How is the movie different from a typical fashion film?
“It’s about fashion, but if you talk about it in an honest way, it becomes something deeper. This costume designer lives in his own world with his sister, and they have a very unique and strange relationship. He’s built walls around him, out of rules, and structure, and superstition. Then he meets a woman who is very different, from a very different background, and they fall in love. Everything becomes difficult from there. It’s about fashion in the sense that it’s about art and craftsmanship—an homage to the old times, when craftsmanship was respected and worshipped. But it’s not using the fashion to make you want to see the movie. It’s just there because that’s what this person lives and it’s his background. But he could be anything else, too. It’s really a story between two people.”
Is the twist at the end up for interpretation?
“I think in all of Paul [Thomas Anderson]’s movies, he leaves it up to you to find your own answer, which I love. I myself don’t know what the ending means—is it real, is it not real? This film is like a painting that you can look at, and it does something to you, but you don’t know why. The movie invites you not only to think what you want to—many movies do that—but it also leaves you to feel your own feeling.”
Your style seems very laid-back. How do you dress normally?
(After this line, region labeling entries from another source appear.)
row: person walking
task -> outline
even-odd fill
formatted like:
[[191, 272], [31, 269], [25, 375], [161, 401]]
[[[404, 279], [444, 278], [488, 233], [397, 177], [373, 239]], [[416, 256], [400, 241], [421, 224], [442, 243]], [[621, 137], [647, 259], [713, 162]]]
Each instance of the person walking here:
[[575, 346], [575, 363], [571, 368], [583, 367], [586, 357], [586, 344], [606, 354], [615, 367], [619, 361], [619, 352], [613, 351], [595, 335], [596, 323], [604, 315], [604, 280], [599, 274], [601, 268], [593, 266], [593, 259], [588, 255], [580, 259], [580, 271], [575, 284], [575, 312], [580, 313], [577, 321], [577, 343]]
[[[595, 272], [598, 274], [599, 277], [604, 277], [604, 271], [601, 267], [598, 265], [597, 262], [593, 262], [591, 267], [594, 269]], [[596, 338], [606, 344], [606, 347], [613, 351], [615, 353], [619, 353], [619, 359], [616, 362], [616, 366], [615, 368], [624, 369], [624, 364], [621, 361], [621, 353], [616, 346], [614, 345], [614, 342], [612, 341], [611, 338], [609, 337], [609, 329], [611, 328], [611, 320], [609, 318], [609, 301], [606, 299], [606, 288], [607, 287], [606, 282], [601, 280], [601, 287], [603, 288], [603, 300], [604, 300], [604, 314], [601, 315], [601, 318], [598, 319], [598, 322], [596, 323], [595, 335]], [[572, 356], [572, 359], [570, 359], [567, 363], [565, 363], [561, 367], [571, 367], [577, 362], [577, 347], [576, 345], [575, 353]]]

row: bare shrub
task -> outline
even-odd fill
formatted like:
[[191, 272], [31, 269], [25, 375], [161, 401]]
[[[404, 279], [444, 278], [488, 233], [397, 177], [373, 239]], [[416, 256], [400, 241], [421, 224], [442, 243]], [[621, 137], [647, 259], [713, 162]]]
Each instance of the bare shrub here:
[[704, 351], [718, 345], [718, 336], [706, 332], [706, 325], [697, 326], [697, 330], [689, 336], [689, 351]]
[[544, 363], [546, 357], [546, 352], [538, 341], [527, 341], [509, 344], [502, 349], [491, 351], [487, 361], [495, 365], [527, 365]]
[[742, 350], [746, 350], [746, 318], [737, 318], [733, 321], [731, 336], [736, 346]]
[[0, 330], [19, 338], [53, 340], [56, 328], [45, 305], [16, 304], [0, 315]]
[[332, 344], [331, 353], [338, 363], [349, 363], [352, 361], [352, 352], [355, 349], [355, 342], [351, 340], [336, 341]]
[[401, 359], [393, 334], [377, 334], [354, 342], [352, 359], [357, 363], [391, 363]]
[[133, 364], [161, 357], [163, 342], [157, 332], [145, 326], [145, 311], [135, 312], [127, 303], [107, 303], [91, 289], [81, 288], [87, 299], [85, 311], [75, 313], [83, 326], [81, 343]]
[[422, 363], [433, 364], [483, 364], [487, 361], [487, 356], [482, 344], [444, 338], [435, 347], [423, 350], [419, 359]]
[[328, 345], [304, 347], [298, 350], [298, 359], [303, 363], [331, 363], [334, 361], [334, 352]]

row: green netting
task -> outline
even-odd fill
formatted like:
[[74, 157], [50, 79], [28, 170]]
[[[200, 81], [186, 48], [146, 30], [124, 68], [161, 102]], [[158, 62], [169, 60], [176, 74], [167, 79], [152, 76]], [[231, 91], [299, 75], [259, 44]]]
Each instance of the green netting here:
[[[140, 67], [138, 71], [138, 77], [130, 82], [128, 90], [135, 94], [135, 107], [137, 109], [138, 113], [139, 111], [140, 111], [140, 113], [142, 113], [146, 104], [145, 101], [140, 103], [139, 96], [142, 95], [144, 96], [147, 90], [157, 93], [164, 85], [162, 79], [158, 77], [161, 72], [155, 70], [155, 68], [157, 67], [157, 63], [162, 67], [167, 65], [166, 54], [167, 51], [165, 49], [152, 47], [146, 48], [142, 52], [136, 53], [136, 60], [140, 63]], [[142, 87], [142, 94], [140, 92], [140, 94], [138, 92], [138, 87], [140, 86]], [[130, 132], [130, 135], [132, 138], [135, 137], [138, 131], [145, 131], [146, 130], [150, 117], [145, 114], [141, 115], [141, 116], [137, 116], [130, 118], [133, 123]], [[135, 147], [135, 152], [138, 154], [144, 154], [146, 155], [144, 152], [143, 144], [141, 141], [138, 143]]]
“If I wasn’t here to do press, you would see me probably in a jumpsuit with a hoodie and sneakers. I like to mix all kinds of styles, because I think it’s really important that you’re free to express who you are and not calling to any uniform. I realized after I saw photo shoots and how people dress that everyone’s kind of obliged to fulfill certain rules, but no one really knows where they are written. Like, where are the fashion police actually hidden? Are they coming out now, telling me to get into my high heels? Why do I have to wear high heels? They’re uncomfortable, you cannot walk in them, and they mostly don’t look nice. I wanted to understand, so I took time to look at high heels on women’s feet. They look nice [by themselves], like a piece of art, but on the feet of women, they mostly distort the foot. The skin cracks. For me, the only message that high heels have is ‘I cannot run away.’ That’s what high heels are saying.”
Now that everyone is calling you a “breakout star,” are you feeling any pressure?
“I’ve never felt any pressure. Most pressure people feel is from things that are invisible—it’s like a ghost. For instance, who tells me as a woman that I have to be pretty? No one. Men love women who like themselves—that’s what’s sexy. Why do we wear things where we hide our belly, which is the only thing that makes a woman a woman? It’s the only magical thing that’s left on this planet—we don’t know how to make babies still. But instead of celebrating it, we are hiding it. The same with makeup: most men—like in the movie, when he takes her lipstick off—they want to see the woman. They don’t want to see the makeup. I also wonder where [that rule] comes from. Honestly, it doesn’t make any sense.”